Invité ☽ ☾
| Sujet: électromagnétisme (kistiel) Jeu 12 Juil - 21:14 | |
| Tu n’es pas l’un d’eux. Tout semble le hurler. Les voix fortes et les lèvres mutiques. Eux qui gesticules trop, presque désarticulé, et toi qu’es presque immobile même quand tu marches. Les yeux fixés sur un seul objectif que tu es bien décidé à atteindre indemne. Tu serpentes entre les corps, force de répulsion naturelle entre toi et les autres. Rien ni personne qui ne fasse que e frôler jusqu’à c’que tes doigts trop blafards atteignent le comptoir du bar, et que tu te hisses maladroitement sur un tabouret. C’est toujours le même rituel quand t’arrives dans les lieux qui se veulent sociaux, que tu voudrais sociaux, mais t’arrives pas à faire éclater la bulle qui t’entoure. Bulle de crainte, de mauvaise onde, d’application à s’effacer pour n’être que mieux ignoré du danger. T’as la frousse. Mais ça te terrifie encore plus de rester “à la maison”. Alors tu sors, et tu paris sur l’intégrité de tes os à chaque fois. C’est peut-être exagéré. Peut-être. Tu sais pas. Ça fait sept ans que tu t’es rien cassé, mais ça fait sept ans que t’as abandonné tout espoir de vivre normalement. Vivre. Avais abandonné. C’est ça qui t’fous la trouille. Abandonné encore. Alors voilà, tu sors. Et quand le type éméché deux mètres plus loin laisse tomber sur verre qui se brise sur le sol, ça résonne dans ta psyché et dans ton squelette à t’en filer la gerbe. Mais tu dis rien, tu restes immobile et invisible jusqu’à ce que le regard du barman croise le tien et que tu puisses enfin te commander du vin. Du vin ouais, un blanc sec pour commencer. On voit vite par quels types de personne t’as été élevé. Pas par de ceux qui fréquentent les bars.

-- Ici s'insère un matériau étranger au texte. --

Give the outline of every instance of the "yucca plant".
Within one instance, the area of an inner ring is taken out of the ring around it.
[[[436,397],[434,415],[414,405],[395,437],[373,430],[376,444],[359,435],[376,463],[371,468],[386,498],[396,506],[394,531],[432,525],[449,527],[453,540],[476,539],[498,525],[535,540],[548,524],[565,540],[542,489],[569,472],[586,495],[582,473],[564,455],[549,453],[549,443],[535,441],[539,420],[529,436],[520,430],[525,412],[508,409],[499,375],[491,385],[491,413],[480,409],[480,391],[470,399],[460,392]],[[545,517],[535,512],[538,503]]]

Mais faut pas croire que tu monde n’est régit que par des forces de répulsions, Cassie. T’échoues pas ici parce que la maison de repousse plus que la rue, qui te repousse encore davantage que ce bar, ou tu échoues, coincé entre des corps qui te repoussent tout autant. C’est pas si triste, c’est pas si sombre. T’as toujours vu un semblant de lumière au bout du tunnel, la plupart du temps entre les pages d’un bouquin. Et tu voles vers elle, papillon paumé. Tu sais que tu finiras par trop t’en approcher. Avec un peu d’chance ce sera pas dans un brasier que tu finiras pas cramer. Avec un peu de chance. La lumière, ce soir, tu connais toujours pas son nom. C’est juste « celui avec les cheveux roses », à qui t’as vaguement adressé la parole, une fois, à l’hôpital, et dont le profil, les yeux et le rose sont restés englués dans ta jungle mentale. En lisière, jamais loin. Assez proche même pour que tu t’surprennes à divaguer à son sujet. Parfait inconnu pour qui t’as forcé la main du destin. Juste pour le revoir une fois au détour d’une rue. Et une autre dans un bar. Et une autre dans celui-ci. Et puis toutes les autres fois. Encore une ce soir. Mais tu connais toujours pas son nom. Tu souviens à peine de son de sa voix que t’arrives parfois à raviver en attrapant des brides de ses conversations. Son image c’est tout c’que t’as et que tu permets d’avoir. T’as pas encore décidé des risques, t’as pas encore trouvé s’il est une diode électroluminescente, une lampe à combustion, ou un feu de forêt. Si tu restes là, assis, une main qui porte distraitement l’alcool à tes lèvres et tes yeux qui cherchent les mèches cerises, c’est certainement que tu penches plutôt pour les deux dernières options.
Tant que tu n’auras pas choisis, ce sera encore une soirée comme les autres. Tu resteras là, un, puis deux, peut-être trois verres de Riesling qui dilueront ton sang, ou tu prendras peut-être du rouge après. Tu seras peut-être obligé d’appeler Peter pour qu’il vienne te chercher. Surtout si tu en prends un quatrième. Peut-être comme l’homme flamant viendra pas ce soir, alors tu vas boire, rester dans l’ombre, mal dissimulé derrière tes mèches ébènes, mais personne pour faire attention à toi de toute façon. Ou alors s’il sera là, ça changera pas beaucoup la donne, sinon que ton attention à toi lui sera dédiée. Et que tu passeras juste assez près de lui en partant pour réimprimer le timbre de sa voix entre tes temps. Et tu rentreras.